Il problema fondamentale è una errata corrispondenza fra fini e mezzi. I fini che noi desideriamo non sono raggiungibili con i mezzi che ci si offrono. (Le richieste avanzate dall’UEF al Congresso tenutosi nell’ottobre del 1994 evidenziano questo problema: la Conferenza intergovernativa è solo un passo intermedio prima del lancio del processo costituente).[8]
Gli autori della proposta del «nucleo duro» si sono forse scontrati con il problema fondamentale della legittimità nel contesto dell’Unione europea. Questa ha una certa legittimità che le deriva da ciò che ha offerto ai suoi cittadini e, soprattutto, da ciò che potrà offrire in futuro. In questo senso, pertanto, l’Unione ha una legittimità che le Conferenze intergovernative che le hanno dato vita non hanno.
Richard Laming
[1] Guido Montani, «Cittadinanza europea e identità europea», in Il Federalista, XXXVI (1994), pp. 95-126.
[2] Cfr., per esempio, Lucio Levi, «Recenti sviluppi della teoria federalistica», in Il Federalista, XXIX (1987), pp. 105-144.
[3] Tom Paine, Rights of Man (1792), Harmondsworth, Penguin Books, 1969.

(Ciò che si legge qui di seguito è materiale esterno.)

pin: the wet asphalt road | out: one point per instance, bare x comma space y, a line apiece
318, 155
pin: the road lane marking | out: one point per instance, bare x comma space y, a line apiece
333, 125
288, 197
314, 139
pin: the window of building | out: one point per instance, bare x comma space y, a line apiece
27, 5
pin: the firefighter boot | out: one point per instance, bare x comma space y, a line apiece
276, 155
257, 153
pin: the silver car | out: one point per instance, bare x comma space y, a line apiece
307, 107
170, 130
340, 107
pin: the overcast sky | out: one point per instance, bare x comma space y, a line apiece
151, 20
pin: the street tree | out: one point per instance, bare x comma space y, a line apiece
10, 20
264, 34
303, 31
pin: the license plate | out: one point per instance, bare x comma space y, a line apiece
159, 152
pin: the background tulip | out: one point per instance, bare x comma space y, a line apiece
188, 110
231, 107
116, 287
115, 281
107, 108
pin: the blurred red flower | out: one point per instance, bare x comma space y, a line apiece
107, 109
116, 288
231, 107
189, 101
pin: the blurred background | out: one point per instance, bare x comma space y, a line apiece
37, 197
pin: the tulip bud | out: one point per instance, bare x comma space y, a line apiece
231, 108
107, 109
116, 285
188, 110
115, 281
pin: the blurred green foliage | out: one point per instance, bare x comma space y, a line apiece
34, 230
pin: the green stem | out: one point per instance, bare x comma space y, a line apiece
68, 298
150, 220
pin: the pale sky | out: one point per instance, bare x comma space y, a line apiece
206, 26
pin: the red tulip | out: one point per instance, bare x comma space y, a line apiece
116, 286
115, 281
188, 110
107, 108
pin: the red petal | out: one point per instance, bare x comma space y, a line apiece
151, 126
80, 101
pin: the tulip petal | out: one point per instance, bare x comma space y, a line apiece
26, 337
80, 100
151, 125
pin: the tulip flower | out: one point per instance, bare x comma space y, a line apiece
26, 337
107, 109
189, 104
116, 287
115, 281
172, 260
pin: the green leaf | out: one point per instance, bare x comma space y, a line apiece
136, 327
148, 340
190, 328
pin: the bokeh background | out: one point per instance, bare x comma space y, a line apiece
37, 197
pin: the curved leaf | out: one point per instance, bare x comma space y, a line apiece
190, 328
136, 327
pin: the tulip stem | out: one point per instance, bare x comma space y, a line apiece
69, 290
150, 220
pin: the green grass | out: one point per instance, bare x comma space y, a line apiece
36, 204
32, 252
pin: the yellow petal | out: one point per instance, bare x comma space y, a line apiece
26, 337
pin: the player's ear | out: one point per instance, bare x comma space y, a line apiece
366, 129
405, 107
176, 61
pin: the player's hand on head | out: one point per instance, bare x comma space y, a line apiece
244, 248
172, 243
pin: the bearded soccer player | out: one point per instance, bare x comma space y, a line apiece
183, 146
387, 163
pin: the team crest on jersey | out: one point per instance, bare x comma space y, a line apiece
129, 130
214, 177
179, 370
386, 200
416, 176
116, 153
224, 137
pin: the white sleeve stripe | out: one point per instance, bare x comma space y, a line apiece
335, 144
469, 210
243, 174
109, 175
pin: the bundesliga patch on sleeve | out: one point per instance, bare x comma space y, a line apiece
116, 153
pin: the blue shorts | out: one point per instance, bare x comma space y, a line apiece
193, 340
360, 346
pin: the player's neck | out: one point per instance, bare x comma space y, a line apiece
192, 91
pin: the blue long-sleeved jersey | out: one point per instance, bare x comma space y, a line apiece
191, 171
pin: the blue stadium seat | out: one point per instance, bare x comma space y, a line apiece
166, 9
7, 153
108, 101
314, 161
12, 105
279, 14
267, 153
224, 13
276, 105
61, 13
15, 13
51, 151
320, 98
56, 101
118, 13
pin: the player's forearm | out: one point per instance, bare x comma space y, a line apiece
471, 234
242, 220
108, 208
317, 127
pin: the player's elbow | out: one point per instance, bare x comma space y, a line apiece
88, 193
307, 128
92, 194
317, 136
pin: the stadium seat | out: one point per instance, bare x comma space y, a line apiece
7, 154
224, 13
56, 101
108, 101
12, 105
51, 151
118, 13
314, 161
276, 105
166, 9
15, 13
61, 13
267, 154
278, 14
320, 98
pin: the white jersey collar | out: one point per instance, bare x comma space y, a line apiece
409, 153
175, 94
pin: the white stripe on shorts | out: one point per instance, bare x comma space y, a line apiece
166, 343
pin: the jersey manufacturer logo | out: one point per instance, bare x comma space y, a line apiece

[4] Edmund Burke, Riflessioni sulla rivoluzione francese (1790), Bologna, Cappelli, 1930.
[5] [E tieniti sempre attaccato alla balia/nel timore di trovare di peggio] (trad. del curatore). Hillaire Belloc, «Jim», da Cautionary Tales, 1907.
[6] Jürgen Habermas, Legitimation Crisis, 1975.
[7] Wolfgang Schäuble e Karl Lamers, Riflessioni sulla politica europea, 1994 (documento pubblicato a cura del MFE nel Quaderno n. 1 della Campagna per la democrazia europea dal titolo Le proposte sul «nucleo federale»).
[8] UEF, «La riforma della Costituzione europea», in Il Federalista, XXXVII (1995), pp. 80-62.